国の補助事業は補助の対象となる範囲や単価に基準があり、自治体が必要と考える水準に届かないことがある。継ぎ足し単独事業は、その不足分を地方が独自財源で上乗せして補う事業で、補助事業に付随しながらも補助対象外の経費を賄う点で純粋な単独事業の一形態である。たとえば補助基準を超える規模や仕様で施設を整備する場合の超過分、補助率が一部にとどまる事業の地方負担を超える追加分などが継ぎ足しにあたる。

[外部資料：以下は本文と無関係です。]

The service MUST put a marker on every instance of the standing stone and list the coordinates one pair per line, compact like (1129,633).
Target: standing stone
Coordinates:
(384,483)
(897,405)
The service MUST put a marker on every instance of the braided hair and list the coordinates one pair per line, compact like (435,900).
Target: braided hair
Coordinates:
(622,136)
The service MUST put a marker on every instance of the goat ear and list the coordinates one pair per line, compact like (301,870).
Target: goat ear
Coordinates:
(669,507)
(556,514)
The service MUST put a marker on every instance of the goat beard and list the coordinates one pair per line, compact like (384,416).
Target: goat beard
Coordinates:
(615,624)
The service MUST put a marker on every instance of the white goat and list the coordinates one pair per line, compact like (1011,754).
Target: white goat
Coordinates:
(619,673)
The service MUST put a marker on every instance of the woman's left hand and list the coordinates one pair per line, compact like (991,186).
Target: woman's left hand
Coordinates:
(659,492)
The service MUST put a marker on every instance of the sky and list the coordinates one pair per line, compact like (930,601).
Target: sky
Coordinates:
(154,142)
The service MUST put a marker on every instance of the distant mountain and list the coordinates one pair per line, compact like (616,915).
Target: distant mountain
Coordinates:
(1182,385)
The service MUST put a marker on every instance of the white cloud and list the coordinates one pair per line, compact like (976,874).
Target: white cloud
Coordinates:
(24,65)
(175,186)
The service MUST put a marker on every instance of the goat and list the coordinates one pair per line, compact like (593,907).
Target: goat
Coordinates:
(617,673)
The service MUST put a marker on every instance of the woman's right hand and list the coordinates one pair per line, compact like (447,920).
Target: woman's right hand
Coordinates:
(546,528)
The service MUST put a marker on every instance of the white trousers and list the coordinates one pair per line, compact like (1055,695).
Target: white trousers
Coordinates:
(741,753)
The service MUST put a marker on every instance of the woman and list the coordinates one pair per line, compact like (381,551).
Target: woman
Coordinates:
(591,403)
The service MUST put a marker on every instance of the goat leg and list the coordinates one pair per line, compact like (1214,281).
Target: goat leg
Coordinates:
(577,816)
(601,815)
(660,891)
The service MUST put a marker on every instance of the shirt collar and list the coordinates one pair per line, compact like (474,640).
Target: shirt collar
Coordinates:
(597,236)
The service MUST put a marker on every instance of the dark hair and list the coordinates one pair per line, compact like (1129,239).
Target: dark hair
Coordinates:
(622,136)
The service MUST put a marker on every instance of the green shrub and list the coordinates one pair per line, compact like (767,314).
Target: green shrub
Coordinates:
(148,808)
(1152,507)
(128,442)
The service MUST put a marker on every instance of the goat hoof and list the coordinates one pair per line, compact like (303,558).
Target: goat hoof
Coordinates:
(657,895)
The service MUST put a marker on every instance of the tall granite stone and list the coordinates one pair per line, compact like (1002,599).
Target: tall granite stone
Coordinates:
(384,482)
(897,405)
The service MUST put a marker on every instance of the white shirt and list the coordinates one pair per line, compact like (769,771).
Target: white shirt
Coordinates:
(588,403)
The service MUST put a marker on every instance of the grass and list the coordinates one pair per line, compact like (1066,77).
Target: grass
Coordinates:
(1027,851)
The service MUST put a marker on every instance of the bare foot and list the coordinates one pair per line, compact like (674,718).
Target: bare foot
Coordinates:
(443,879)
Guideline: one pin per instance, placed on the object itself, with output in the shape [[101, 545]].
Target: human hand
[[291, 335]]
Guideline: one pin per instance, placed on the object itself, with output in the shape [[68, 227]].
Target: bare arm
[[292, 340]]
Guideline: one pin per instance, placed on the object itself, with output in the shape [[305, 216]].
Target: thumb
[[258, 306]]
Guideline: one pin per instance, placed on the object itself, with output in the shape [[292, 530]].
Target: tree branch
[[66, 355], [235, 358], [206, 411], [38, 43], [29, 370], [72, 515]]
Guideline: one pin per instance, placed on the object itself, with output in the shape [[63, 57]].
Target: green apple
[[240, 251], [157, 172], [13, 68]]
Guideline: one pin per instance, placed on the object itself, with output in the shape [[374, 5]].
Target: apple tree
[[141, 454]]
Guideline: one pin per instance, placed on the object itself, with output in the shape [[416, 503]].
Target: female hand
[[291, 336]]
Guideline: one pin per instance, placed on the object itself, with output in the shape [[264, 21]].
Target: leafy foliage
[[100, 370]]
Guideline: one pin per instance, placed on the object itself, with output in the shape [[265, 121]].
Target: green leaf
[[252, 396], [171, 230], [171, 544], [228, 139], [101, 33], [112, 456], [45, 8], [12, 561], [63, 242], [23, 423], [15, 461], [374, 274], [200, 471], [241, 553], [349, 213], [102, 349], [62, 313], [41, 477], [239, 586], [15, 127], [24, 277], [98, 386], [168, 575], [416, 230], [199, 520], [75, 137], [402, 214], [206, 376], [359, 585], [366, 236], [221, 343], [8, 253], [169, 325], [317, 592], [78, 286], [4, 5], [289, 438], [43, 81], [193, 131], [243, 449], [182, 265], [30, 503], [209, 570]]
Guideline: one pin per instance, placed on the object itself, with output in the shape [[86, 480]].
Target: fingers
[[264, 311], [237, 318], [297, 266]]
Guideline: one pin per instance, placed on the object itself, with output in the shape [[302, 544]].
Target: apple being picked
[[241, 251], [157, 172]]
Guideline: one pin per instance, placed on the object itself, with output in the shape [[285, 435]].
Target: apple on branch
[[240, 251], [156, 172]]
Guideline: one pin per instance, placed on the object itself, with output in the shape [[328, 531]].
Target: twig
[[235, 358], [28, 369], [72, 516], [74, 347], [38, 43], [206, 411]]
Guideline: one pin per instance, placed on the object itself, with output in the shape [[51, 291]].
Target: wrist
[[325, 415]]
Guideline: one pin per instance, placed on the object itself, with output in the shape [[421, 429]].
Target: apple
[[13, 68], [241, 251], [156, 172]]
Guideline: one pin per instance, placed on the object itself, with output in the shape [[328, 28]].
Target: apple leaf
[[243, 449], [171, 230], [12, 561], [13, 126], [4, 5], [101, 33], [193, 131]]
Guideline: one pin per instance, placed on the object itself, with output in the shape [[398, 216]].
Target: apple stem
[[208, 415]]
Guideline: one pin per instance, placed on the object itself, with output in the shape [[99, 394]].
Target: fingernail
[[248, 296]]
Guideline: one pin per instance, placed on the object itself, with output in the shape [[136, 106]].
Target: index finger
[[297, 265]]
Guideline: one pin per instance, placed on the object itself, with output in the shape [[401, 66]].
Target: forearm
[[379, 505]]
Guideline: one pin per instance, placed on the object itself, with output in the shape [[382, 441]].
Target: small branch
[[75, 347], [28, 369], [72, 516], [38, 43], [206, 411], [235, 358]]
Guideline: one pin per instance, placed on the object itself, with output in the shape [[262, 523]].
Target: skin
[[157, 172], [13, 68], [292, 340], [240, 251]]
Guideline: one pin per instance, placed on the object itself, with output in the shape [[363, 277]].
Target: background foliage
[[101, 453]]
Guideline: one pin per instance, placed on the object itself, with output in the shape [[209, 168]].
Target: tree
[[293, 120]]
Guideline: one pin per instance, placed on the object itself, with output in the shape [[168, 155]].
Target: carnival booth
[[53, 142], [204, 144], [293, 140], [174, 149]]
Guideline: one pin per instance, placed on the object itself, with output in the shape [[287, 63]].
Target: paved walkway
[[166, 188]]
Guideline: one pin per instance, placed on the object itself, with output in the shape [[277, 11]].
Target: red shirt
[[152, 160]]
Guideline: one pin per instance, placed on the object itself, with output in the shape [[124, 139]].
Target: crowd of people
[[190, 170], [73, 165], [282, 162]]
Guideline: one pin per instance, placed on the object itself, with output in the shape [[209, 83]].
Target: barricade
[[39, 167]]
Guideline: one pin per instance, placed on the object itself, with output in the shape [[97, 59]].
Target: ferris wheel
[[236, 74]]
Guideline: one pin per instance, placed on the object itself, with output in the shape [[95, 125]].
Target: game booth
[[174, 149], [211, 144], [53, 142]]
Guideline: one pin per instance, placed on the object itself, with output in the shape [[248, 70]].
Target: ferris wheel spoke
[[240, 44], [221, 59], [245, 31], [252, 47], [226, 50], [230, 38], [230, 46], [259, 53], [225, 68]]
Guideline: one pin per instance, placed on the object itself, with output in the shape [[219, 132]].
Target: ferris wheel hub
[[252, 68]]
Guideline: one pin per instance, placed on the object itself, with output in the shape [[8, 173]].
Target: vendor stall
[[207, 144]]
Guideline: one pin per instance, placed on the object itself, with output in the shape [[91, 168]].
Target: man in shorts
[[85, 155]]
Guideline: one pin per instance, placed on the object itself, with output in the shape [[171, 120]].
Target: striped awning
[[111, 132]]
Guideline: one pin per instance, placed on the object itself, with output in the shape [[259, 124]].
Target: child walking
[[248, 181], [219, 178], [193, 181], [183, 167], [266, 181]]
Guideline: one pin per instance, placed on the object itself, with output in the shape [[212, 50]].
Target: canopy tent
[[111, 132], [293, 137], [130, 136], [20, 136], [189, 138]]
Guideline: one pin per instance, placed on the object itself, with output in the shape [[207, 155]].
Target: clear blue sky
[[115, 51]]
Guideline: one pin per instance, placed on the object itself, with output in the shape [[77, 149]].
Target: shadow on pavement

補助事業と一体で施工されるため外形は補助事業と区別しにくいが、財源は地方の一般財源や地方債であり、地方財政状況調査などでは単独事業として整理される。
補助事業に付随する単独事業という位置づけ
継ぎ足し単独事業の特徴は、独立した単独事業ではなく国の補助事業に付随して行われる点にある。補助事業には対象範囲・標準的な単価・補助率といった国の基準があり、自治体が望む規模や仕様がその枠を超えると、超過分は補助の対象外となる。この対象外部分を地方が独自財源で負担して事業を完成させるのが継ぎ足しである。施工としては補助事業と一体で行われるため現場では切れ目がないが、財政上は補助事業と単独事業に区分して経理し、継ぎ足し分は一般財源や地方債で賄う。補助事業の見栄えに引きずられて継ぎ足しを安易に積み増すと、補助のつかない地方負担だけが膨らむため、事業規模の判断では補助対象と単独部分の切り分けが要点になる。